5 minutes

Strategy evaluation criteria

Dr..

Alaa Jarad

Garad@alaagarad.com

January 11, 2021

Last week's article dealt with the importance of evaluating the strategy in its three phases, pre, intermediate and subsequent, and usually the subsequent evaluation takes the lion’s share, followed by the interim evaluation, and then at the end the pre-evaluation. In the various sectors, I encountered only four institutions that were concerned with pre-evaluation, to ensure the quality of their strategy and their alignment with implementation, then success was their ally, and they deserve to be called truly learning-driven institutions, as they always sought to obtain internal pre-evaluation through their cadres, and external from Through competent experts and neutral parties.

Seymour Tiles, one of the most important professors of strategy evaluation, says that if we agree that the strategy is simply a set of goals and plans for an organization, despite the simplicity of the definition, agreeing on a roadmap, in which all managers in the organization believe, and insist on It's not easy to implement.

Consequently, Tails sets six main criteria that can be relied upon in the pre-evaluation of the strategy to avoid its failure. These criteria are:

First: Internal consistency, which means the existence of policies that support and support that strategy, and the harmony of those policies with each other, for example when the strategy depends to a large extent on the human element in implementation, and there are no appropriate policies to empower workers, educate them, or appreciate their efforts, then the strategy will not succeed, due to the absence Pivotal policies.

Second: Consistency and suitability with the external environment, because the institution does not operate in isolation from the external environment, so it must be ensured that the surrounding challenges and threats are studied. For example, if the strategy depends on the existence of an advanced digital infrastructure, is that available .. and to what extent?

There are many examples of companies that invested huge sums in technology that did not reap the benefits, due to the poor digital infrastructure in the country in which the company operates, and government legislation and policies must be considered.

- Third: the appropriateness and availability of the available resources to implement the strategy, as there are strategies that depend on the premise of obtaining funding from one party, and placing all the eggs in one basket, and the donor may not fulfill the funding.

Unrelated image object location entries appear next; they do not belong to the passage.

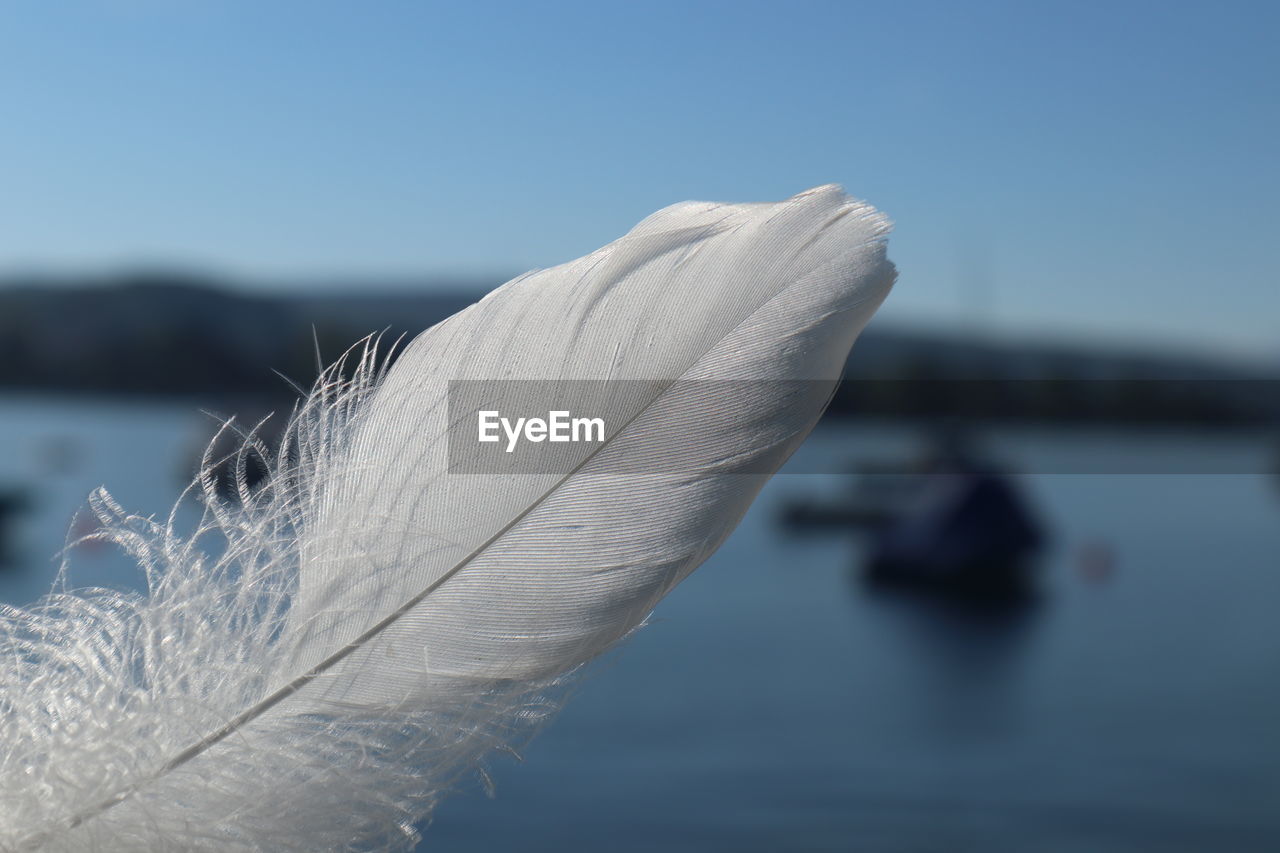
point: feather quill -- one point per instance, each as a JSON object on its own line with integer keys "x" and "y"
{"x": 312, "y": 667}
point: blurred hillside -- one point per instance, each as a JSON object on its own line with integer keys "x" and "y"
{"x": 169, "y": 334}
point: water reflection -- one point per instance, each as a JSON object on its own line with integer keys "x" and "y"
{"x": 967, "y": 656}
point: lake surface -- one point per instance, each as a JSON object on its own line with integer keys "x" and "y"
{"x": 777, "y": 703}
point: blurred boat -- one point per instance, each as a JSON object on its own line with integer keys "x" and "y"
{"x": 949, "y": 521}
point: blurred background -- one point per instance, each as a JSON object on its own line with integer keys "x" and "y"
{"x": 1018, "y": 589}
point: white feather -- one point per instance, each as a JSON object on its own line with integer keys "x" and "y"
{"x": 370, "y": 625}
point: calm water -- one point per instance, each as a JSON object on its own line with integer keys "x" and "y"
{"x": 776, "y": 705}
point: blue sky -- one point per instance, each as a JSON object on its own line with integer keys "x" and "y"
{"x": 1078, "y": 169}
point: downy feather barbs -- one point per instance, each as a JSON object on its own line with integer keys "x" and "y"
{"x": 316, "y": 664}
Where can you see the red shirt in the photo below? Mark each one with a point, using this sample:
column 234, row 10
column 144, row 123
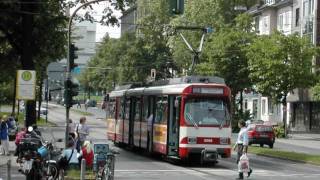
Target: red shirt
column 88, row 157
column 19, row 136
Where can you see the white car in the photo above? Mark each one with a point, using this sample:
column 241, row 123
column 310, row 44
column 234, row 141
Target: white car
column 43, row 110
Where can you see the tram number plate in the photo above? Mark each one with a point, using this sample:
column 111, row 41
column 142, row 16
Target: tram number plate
column 207, row 140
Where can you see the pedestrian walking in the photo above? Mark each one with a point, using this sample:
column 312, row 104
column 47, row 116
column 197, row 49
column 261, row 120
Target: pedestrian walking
column 86, row 104
column 69, row 157
column 78, row 104
column 72, row 127
column 82, row 131
column 4, row 132
column 241, row 145
column 87, row 154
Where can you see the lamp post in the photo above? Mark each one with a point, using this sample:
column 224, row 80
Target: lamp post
column 68, row 74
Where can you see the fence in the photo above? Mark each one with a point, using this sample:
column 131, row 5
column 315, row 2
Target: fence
column 5, row 170
column 110, row 169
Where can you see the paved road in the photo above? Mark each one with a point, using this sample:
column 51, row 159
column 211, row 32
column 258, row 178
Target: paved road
column 136, row 166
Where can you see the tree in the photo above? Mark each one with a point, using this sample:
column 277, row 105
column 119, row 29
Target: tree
column 32, row 33
column 279, row 64
column 226, row 52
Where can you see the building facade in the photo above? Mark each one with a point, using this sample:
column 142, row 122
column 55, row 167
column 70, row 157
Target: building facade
column 129, row 20
column 287, row 16
column 84, row 37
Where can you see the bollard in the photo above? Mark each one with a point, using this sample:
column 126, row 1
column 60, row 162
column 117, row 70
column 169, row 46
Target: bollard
column 113, row 159
column 9, row 169
column 83, row 170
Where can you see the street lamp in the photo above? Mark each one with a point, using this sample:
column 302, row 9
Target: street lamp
column 68, row 75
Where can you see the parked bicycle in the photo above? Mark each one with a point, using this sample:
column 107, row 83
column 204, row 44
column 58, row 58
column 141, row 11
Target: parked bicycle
column 104, row 162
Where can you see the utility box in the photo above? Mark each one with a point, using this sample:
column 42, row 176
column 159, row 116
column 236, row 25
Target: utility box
column 100, row 151
column 176, row 6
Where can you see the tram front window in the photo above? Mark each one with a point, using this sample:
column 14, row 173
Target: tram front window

Fourth: The appropriate degree of risk, there is no work without risks, but the institution must be well aware of its ability to accept the degree of risk, and whether it has acceptance of high risks, medium risks, or only simple risks.

Fifth: The appropriate time range, and here the size of the organization plays an important role, as the decision-making process in large enterprises takes longer than medium and small enterprises, as well as the time to introduce the product to the market plays a fundamental role in competition and the success or failure of the strategy.

And finally: the feasibility of the strategy, and you can simply take the opinion of neutral experts on the success of that strategy.

Of course, there are many management tools that, if used effectively, help in weaving the strategy from the start.

No business is without risk, but the organization must be well aware of its ability to accept the degree of risk.